Sabes amiga, a minha tenda está vazia, não porque falte alguma coisa, mas porque espera uma visita.
Para Ela arranjei espaço, limpei o lixo que me incomodava, lavei as janelas para entrar mais luz e esperei… esperei pacientemente porque sabia que era importante.
Desliguei de tudo o que me poderia perturbar e redobrei a atenção para ouvir que o Senhor queria de mim. Fiz silêncio e escutei:
As crianças que faziam barulho, os adolescentes que resmungavam e os jovens que procuravam mais e mais. Convidei-os a entrar, até porque a noite, essa estava a chegar. Entraram e admiraram a minha espera e comigo esperaram.

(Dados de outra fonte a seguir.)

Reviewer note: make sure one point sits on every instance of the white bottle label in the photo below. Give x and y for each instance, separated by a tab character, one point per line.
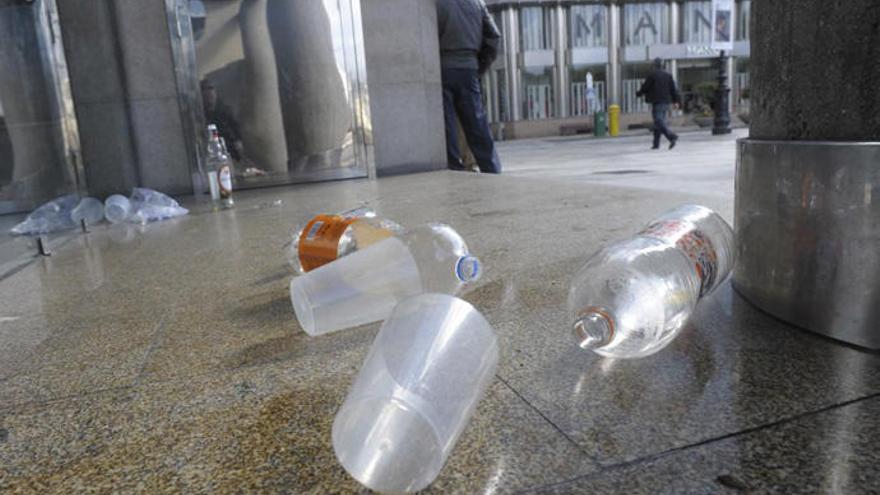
694	243
213	185
225	181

Os chamados “pecadores”, gente sem nome, que representa a humanidade nos seus momentos mais tristes. Pensei nos meus pecados e como eles prevalecem na medida em que aumenta a minha infelicidade, quando deixo de acreditar no bom de cada um e encho a cabeça de maldades e desconfiança. Recordo os momentos em que deixamos entrar a maldade e somos seduzidos pela arrogância. A estes Senhor, também os convidei a entrar e aceitaram.
Ouvi as lamentações dos frágeis que passaram junto da minha tenda e rapidamente os convidei a entrar. Senti a tristeza daqueles a quem lhes foi roubada a justiça, dos desfavorecidos olhados com desdém, das mulheres vítimas de violência, dos novos escravos do trabalho, dos sem-abrigo nem identidade e de tantos que carregam o pior que a humanidade tem. O espaço foi ficando apertado, mas a minha tenda deixou de estar vazia e eu deixei de ter frio.
Ouvi os incrédulos, gente sábia que tudo sabe sobre o que vê e pouco sabe explicar sobre o que sente. Não consegui sentir revolta nem sobranceria pois eu, por vezes também sou incrédula. Também eles entraram, talvez por curiosidade apenas, mas eram os que mais atentos estavam ao meu silêncio.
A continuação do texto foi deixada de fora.